El debate sobre cómo alinear el comportamiento de los sistemas autónomos con los valores humanos ha trascendido la esfera puramente técnica para convertirse en un desafío ético y social de primer orden. Investigaciones recientes revelan que no aplicamos el mismo rasero moral a un ser humano, a una máquina inteligente o a los ingenieros que la diseñan. Este fenómeno, conocido como el problema del objetivo de alineación, pone en evidencia que los juicios morales divergen según quién actúa y quién es responsable último de la acción. En un experimento con participantes evaluando escenarios de rescate, se observó que cuando una decisión automatizada se presenta como resultado del diseño humano, las personas tienden a aplicar criterios mucho más estrictos, de carácter deontológico, que cuando la misma acción es ejecutada directamente por un robot o por una persona. Esto sugiere que la visibilidad del factor humano en la cadena de desarrollo cambia las expectativas y exigencias éticas que depositamos sobre la tecnología.

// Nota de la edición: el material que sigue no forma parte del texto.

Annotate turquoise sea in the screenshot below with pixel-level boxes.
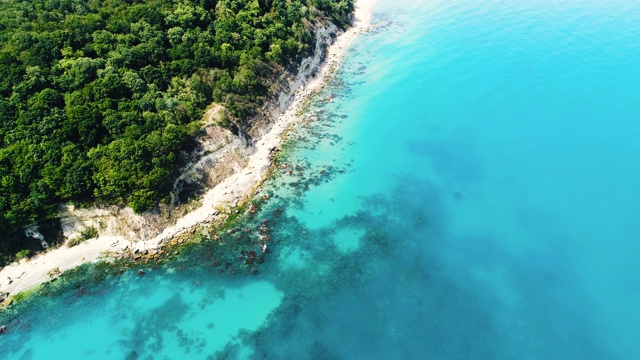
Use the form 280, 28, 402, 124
0, 0, 640, 359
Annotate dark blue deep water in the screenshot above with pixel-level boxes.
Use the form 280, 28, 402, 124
0, 0, 640, 359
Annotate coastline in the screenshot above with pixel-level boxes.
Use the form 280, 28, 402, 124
0, 0, 376, 296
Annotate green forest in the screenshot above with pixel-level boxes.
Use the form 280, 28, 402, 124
0, 0, 353, 231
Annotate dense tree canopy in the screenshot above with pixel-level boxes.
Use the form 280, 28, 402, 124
0, 0, 353, 229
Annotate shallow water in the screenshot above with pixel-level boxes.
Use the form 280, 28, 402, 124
0, 0, 640, 359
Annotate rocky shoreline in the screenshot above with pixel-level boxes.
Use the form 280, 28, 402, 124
0, 0, 375, 305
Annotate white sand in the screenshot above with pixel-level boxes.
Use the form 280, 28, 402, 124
0, 0, 376, 295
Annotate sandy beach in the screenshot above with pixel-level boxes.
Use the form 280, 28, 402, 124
0, 0, 376, 295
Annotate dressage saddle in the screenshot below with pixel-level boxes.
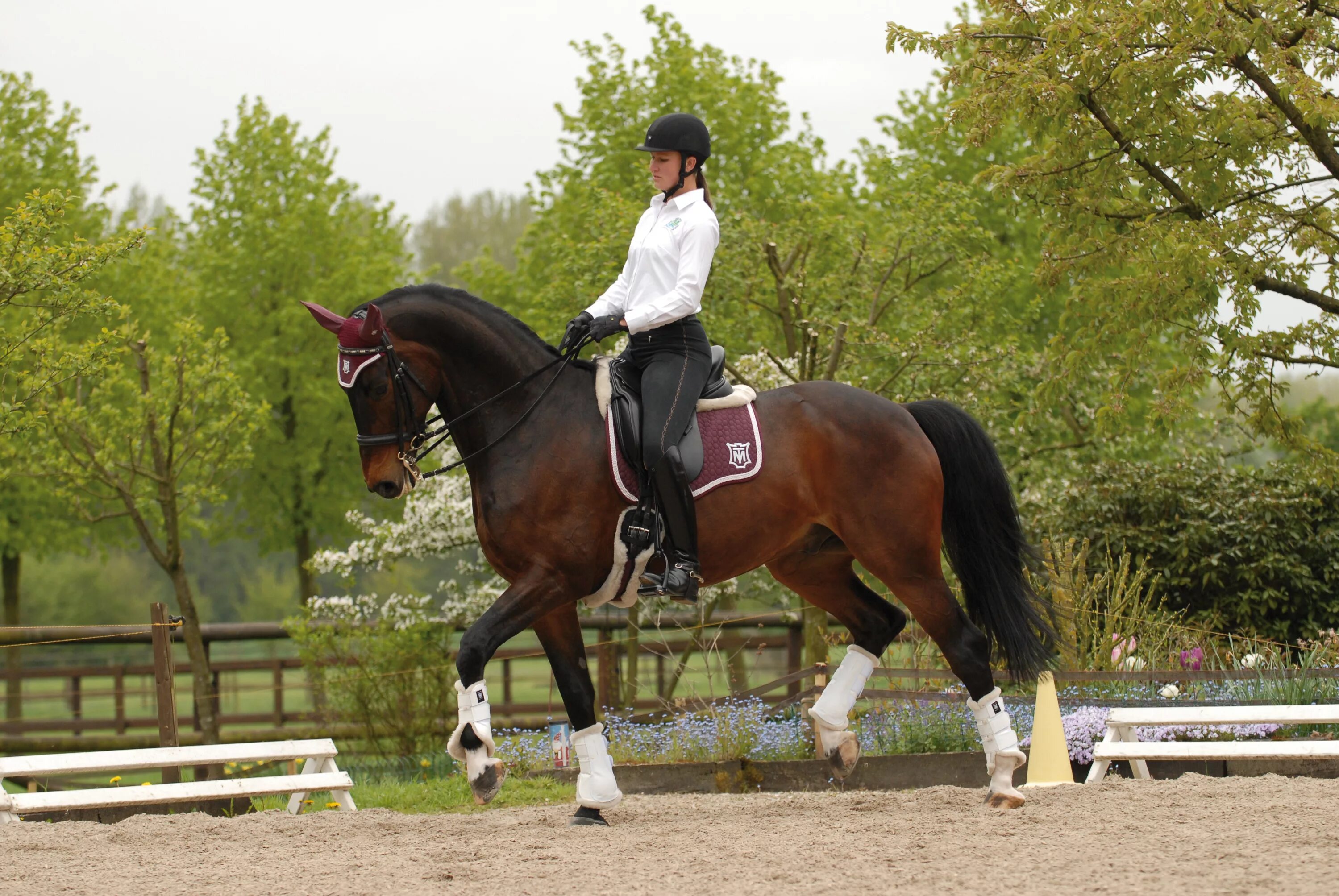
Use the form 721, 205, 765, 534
609, 345, 734, 482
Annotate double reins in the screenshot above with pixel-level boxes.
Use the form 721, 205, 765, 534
353, 327, 590, 484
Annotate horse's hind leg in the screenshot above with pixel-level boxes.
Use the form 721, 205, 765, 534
856, 536, 1027, 808
767, 537, 907, 778
534, 603, 623, 825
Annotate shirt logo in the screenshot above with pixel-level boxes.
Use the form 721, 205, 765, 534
726, 442, 753, 470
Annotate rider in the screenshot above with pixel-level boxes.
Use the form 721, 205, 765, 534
561, 112, 720, 603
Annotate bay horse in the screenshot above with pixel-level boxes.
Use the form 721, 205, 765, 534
308, 285, 1052, 824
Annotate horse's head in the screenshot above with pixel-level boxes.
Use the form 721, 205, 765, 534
303, 301, 441, 498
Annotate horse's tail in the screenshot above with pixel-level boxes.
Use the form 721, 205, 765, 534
905, 400, 1055, 678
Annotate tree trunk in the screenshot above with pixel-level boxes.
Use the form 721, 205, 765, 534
0, 552, 23, 719
167, 565, 218, 743
803, 601, 828, 666
293, 525, 316, 604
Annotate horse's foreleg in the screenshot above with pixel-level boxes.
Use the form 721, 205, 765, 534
767, 547, 907, 778
446, 575, 576, 805
534, 603, 623, 825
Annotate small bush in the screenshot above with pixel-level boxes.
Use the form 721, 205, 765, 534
287, 595, 455, 757
1022, 457, 1339, 642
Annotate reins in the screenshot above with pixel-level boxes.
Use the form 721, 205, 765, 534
353, 328, 590, 484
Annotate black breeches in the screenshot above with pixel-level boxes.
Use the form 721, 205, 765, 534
624, 315, 711, 470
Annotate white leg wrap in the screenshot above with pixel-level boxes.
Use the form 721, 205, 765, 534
967, 687, 1027, 776
809, 644, 878, 728
446, 678, 497, 760
572, 722, 623, 809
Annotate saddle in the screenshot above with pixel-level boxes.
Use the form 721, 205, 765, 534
609, 345, 734, 482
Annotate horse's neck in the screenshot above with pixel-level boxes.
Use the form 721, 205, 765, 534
418, 311, 595, 474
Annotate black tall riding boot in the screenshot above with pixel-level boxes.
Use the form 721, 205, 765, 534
637, 447, 702, 604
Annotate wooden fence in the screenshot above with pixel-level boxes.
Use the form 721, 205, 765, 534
0, 612, 801, 751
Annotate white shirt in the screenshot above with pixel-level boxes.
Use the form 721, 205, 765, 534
586, 190, 720, 333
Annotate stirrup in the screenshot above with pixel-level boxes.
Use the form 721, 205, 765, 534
637, 557, 703, 607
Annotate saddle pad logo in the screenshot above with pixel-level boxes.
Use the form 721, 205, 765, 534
726, 442, 753, 470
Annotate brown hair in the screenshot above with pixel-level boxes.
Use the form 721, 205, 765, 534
692, 167, 716, 212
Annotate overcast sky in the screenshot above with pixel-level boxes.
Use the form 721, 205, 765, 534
0, 0, 953, 218
0, 0, 1314, 339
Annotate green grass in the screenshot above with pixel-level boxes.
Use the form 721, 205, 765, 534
252, 774, 576, 814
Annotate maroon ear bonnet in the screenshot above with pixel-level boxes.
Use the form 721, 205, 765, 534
303, 301, 386, 388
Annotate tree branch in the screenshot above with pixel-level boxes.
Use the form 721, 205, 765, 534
1259, 351, 1339, 369
1083, 92, 1204, 221
1251, 277, 1339, 315
1228, 54, 1339, 177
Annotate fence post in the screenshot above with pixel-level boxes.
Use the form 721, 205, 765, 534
270, 658, 284, 729
0, 551, 23, 734
149, 604, 181, 784
70, 675, 83, 737
111, 664, 126, 734
596, 628, 613, 707
786, 626, 805, 697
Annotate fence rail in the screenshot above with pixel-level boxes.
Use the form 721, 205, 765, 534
8, 612, 1339, 751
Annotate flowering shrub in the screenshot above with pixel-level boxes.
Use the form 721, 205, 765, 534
285, 595, 455, 757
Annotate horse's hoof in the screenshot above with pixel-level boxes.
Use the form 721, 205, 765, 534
986, 790, 1027, 809
470, 759, 506, 806
828, 731, 860, 778
568, 806, 609, 828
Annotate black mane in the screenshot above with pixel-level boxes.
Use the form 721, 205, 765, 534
364, 282, 595, 369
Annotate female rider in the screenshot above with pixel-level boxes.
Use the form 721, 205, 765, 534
560, 112, 720, 604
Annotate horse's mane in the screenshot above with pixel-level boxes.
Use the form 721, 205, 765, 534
367, 282, 595, 369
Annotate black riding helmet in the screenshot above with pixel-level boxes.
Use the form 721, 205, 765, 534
636, 112, 711, 199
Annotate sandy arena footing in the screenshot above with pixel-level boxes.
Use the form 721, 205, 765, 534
0, 776, 1339, 896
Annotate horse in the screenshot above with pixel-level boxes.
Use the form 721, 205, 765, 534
304, 285, 1054, 824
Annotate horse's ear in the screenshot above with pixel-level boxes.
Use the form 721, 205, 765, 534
303, 301, 344, 335
358, 305, 386, 343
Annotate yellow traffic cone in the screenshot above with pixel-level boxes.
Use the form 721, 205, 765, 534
1024, 672, 1074, 786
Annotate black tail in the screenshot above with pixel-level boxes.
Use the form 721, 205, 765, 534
905, 400, 1055, 678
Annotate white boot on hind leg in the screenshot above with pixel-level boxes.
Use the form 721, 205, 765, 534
572, 722, 623, 809
967, 687, 1027, 809
446, 679, 506, 806
809, 644, 878, 778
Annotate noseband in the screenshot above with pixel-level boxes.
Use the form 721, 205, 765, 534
351, 327, 590, 485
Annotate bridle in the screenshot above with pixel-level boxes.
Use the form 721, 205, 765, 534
351, 327, 590, 486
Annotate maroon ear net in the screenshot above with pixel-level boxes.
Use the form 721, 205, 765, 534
303, 301, 348, 336
358, 305, 384, 343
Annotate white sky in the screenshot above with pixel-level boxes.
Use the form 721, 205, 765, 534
0, 0, 953, 218
0, 0, 1315, 339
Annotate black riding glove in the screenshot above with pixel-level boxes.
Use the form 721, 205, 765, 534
558, 311, 595, 355
590, 315, 627, 341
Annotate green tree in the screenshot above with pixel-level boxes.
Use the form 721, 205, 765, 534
414, 190, 533, 286
888, 0, 1339, 455
0, 72, 141, 718
36, 316, 266, 743
189, 99, 408, 600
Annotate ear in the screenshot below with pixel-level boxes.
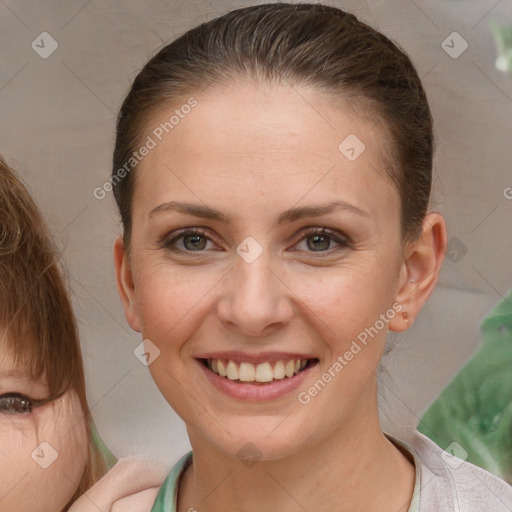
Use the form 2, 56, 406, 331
388, 213, 446, 332
114, 237, 141, 332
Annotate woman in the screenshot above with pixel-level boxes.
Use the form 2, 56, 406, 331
111, 3, 512, 512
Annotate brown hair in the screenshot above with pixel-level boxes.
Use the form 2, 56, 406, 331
111, 2, 434, 248
0, 156, 106, 509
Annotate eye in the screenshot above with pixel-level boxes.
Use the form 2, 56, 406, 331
297, 228, 350, 253
0, 393, 34, 414
162, 228, 218, 252
162, 228, 350, 253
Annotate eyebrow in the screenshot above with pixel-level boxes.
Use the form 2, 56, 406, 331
149, 201, 369, 224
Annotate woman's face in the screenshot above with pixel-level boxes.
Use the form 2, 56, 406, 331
116, 85, 412, 458
0, 339, 88, 512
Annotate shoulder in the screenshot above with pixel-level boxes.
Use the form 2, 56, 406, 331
403, 431, 512, 512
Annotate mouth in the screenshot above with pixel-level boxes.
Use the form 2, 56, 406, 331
198, 358, 319, 386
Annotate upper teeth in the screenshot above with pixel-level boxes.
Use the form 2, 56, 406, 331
208, 359, 308, 382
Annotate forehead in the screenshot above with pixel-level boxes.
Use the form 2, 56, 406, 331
135, 84, 398, 220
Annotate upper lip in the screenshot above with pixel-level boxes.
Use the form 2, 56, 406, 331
196, 350, 317, 364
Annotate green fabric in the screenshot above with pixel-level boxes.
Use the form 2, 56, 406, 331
490, 22, 512, 75
90, 419, 117, 469
418, 290, 512, 483
151, 434, 421, 512
151, 451, 192, 512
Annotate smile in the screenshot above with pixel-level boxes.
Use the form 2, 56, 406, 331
201, 359, 318, 384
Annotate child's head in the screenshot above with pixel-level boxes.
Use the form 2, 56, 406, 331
0, 157, 105, 512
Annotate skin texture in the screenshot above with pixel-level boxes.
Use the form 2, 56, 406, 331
69, 458, 168, 512
0, 340, 88, 512
114, 84, 446, 512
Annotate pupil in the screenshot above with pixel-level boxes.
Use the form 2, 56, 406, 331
184, 235, 206, 250
310, 235, 329, 249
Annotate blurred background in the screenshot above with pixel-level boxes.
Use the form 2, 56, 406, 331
0, 0, 512, 466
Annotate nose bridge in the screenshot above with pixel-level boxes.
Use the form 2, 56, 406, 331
218, 241, 291, 336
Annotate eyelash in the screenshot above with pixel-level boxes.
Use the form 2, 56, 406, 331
162, 227, 350, 257
0, 393, 34, 414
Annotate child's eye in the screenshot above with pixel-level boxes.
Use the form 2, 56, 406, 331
0, 393, 33, 414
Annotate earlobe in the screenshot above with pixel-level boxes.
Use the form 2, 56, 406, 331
389, 212, 446, 332
114, 237, 141, 332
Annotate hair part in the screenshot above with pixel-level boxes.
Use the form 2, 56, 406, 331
112, 3, 434, 251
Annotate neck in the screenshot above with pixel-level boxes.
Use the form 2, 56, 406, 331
177, 390, 415, 512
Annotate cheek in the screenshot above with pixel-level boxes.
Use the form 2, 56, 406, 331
136, 262, 218, 342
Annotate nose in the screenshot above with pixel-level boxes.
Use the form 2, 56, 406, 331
217, 251, 293, 338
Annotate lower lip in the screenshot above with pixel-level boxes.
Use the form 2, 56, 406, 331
197, 360, 318, 402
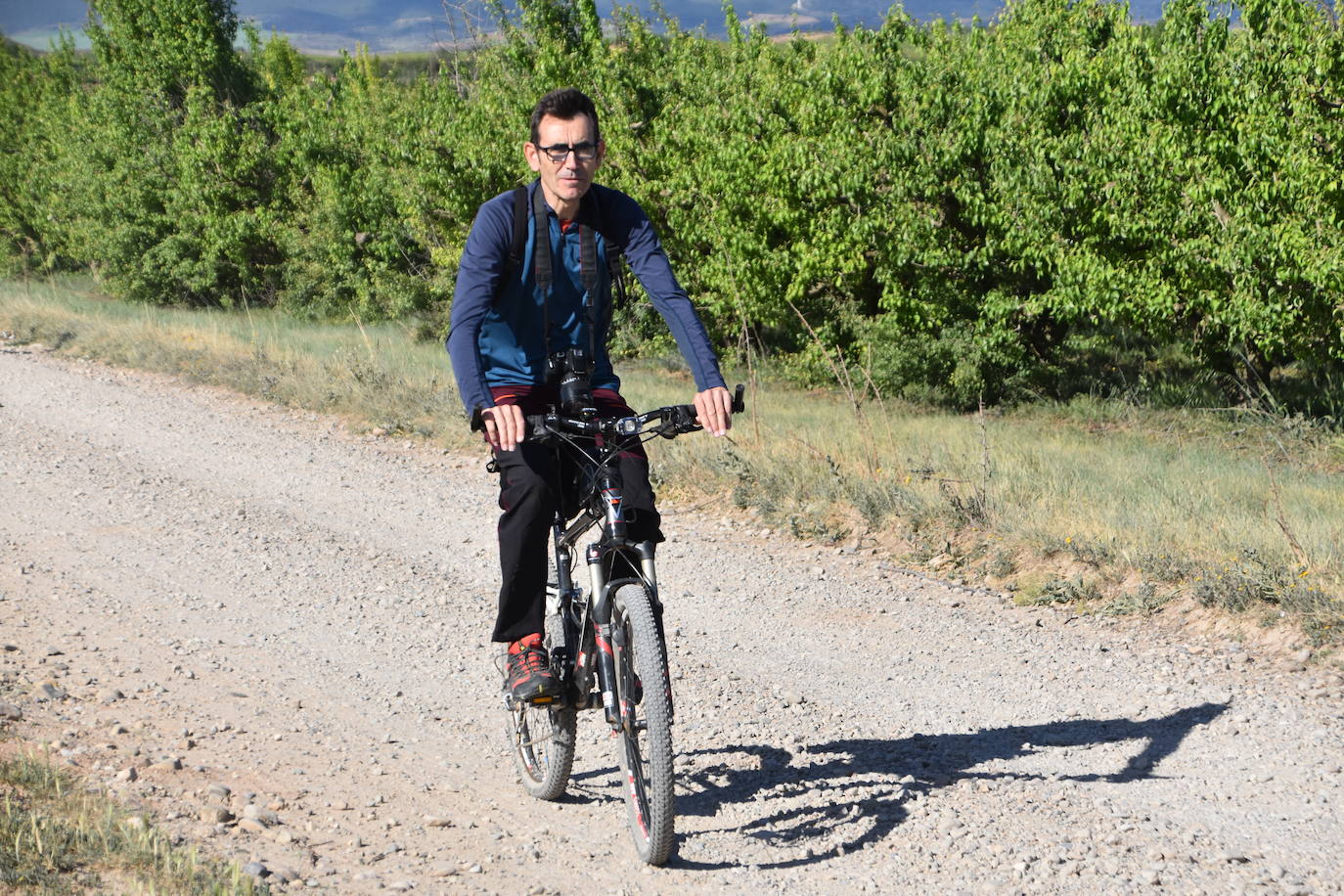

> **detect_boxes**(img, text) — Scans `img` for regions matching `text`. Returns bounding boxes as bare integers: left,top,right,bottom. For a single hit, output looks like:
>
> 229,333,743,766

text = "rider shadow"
671,702,1229,871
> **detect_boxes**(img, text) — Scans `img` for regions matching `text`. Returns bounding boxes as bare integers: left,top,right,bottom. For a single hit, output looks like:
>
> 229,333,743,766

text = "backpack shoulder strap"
583,184,628,307
493,187,528,301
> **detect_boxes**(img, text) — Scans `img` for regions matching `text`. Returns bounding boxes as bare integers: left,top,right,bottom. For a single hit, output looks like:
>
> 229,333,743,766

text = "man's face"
522,114,605,216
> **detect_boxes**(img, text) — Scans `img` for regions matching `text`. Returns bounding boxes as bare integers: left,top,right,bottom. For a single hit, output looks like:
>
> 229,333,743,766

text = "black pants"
491,388,662,642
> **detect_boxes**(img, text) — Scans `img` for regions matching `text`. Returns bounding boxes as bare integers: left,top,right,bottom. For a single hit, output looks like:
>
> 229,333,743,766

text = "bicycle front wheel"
504,702,578,799
611,584,675,865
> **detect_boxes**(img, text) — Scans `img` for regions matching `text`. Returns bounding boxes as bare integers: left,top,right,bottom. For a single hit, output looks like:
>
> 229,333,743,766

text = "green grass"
0,753,269,895
0,276,1344,647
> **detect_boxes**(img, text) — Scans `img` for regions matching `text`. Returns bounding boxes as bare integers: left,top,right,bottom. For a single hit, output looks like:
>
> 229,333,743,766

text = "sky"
0,0,1160,54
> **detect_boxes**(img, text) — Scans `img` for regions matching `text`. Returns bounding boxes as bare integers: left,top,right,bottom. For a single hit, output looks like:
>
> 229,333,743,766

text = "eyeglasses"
538,143,597,165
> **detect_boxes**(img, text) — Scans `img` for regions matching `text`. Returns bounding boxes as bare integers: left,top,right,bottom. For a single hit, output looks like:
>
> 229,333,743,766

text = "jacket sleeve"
608,191,725,392
446,194,514,415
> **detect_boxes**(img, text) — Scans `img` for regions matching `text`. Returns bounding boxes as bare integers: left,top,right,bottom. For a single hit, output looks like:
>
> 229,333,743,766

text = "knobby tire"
504,628,578,800
611,584,675,865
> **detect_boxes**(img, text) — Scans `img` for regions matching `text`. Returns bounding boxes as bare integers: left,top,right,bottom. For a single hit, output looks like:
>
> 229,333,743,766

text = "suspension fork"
585,539,657,728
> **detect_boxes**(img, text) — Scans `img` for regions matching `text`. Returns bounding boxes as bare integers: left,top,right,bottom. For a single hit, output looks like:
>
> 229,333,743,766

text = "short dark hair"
532,87,603,144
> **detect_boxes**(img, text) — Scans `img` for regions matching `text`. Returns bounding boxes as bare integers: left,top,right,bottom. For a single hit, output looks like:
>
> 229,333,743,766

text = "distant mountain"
0,0,1161,54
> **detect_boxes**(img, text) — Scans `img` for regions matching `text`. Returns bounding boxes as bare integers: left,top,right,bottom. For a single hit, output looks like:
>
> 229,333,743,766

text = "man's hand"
694,385,733,435
481,399,523,451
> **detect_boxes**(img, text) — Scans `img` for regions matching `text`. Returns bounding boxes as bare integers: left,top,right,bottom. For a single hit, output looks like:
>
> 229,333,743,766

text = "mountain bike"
504,368,743,865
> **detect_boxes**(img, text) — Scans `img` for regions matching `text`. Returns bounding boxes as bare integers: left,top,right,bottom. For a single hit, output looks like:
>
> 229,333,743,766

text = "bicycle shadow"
658,702,1229,871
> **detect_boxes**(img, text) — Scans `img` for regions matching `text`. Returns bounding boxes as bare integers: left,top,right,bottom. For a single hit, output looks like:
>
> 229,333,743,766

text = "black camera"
546,348,597,421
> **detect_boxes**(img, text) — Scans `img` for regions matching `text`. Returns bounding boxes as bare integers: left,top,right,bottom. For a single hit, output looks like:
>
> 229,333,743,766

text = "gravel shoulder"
0,348,1344,893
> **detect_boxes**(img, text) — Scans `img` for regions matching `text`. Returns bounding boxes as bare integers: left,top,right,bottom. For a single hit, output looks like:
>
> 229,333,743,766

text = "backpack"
495,186,628,313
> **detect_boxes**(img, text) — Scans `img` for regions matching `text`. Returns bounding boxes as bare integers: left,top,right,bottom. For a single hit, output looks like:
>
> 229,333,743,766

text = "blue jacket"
448,181,723,414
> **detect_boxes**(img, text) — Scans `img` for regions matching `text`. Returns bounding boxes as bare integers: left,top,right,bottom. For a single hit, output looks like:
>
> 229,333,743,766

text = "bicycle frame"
546,446,657,728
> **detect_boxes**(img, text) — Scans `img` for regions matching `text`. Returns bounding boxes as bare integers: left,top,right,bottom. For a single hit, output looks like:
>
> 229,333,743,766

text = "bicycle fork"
585,540,657,728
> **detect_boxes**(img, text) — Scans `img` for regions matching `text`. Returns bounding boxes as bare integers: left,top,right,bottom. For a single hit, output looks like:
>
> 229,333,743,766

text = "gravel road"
0,348,1344,895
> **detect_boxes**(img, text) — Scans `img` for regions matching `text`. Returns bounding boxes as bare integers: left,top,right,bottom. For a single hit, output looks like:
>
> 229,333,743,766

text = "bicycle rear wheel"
504,702,578,799
611,584,675,865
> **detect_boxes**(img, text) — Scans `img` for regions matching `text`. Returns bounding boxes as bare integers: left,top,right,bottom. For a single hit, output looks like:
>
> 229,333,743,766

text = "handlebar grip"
522,414,550,442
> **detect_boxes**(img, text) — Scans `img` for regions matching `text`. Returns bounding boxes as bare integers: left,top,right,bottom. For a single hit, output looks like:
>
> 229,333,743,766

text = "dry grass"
0,753,269,895
0,276,1344,647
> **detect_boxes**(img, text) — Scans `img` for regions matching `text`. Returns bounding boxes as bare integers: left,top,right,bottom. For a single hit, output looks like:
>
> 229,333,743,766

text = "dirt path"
0,349,1344,893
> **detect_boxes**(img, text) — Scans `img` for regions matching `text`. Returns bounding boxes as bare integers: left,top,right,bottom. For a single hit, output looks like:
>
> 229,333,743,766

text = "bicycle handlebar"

Para las empresas que desarrollan software a medida o soluciones con inteligencia artificial, entender esta asimetría es crucial. No basta con que un sistema tome decisiones correctas desde un punto de vista técnico; es necesario que el proceso de diseño y la trazabilidad de las decisiones sean transparentes y comunicables. Cuando una organización implementa ia para empresas, ya sea en forma de agentes IA que automatizan procesos o en sistemas de apoyo a la decisión, debe anticipar que los usuarios y la sociedad en general evaluarán no solo el comportamiento del sistema, sino también las intenciones y valores de quienes lo programaron. Esto implica incorporar principios éticos desde la fase de diseño y documentar explícitamente los criterios que guían el comportamiento de los algoritmos.

La divergencia en los estándares morales también afecta la forma en que se percibe la responsabilidad en entornos críticos. Por ejemplo, en aplicaciones de ciberseguridad o en infraestructuras desplegadas en servicios cloud aws y azure, un fallo puede ser atribuido de manera diferente si proviene de un componente autónomo o de un error humano en su configuración. Las empresas que ofrecen servicios inteligencia de negocio y herramientas como power bi también enfrentan este reto: la interpretación de los datos y las recomendaciones generadas por modelos de machine learning son juzgadas con lentes distintos según se perciba la intervención humana en su creación. Para mitigar estos sesgos, es recomendable establecer canales de explicabilidad y auditoría continua, de modo que tanto los desarrolladores como los usuarios finales compartan un entendimiento común de las capacidades y limitaciones del sistema.

El camino hacia una gobernanza sólida de la inteligencia artificial pasa por reconocer que no existe un único criterio moral universal, sino que los estándares se moldean en función del contexto y del agente evaluado. Las empresas tecnológicas tienen la oportunidad de liderar este cambio ofreciendo soluciones que integren transparencia, rendición de cuentas y flexibilidad ética. Desde el desarrollo de aplicaciones a medida hasta la implementación de agentes IA en entornos productivos, cada decisión de diseño debe contemplar cómo será percibida por los distintos actores involucrados. Solo así se podrá avanzar hacia un ecosistema digital donde la tecnología no solo sea eficiente, sino también confiable y alineada con los valores plurales de la sociedad.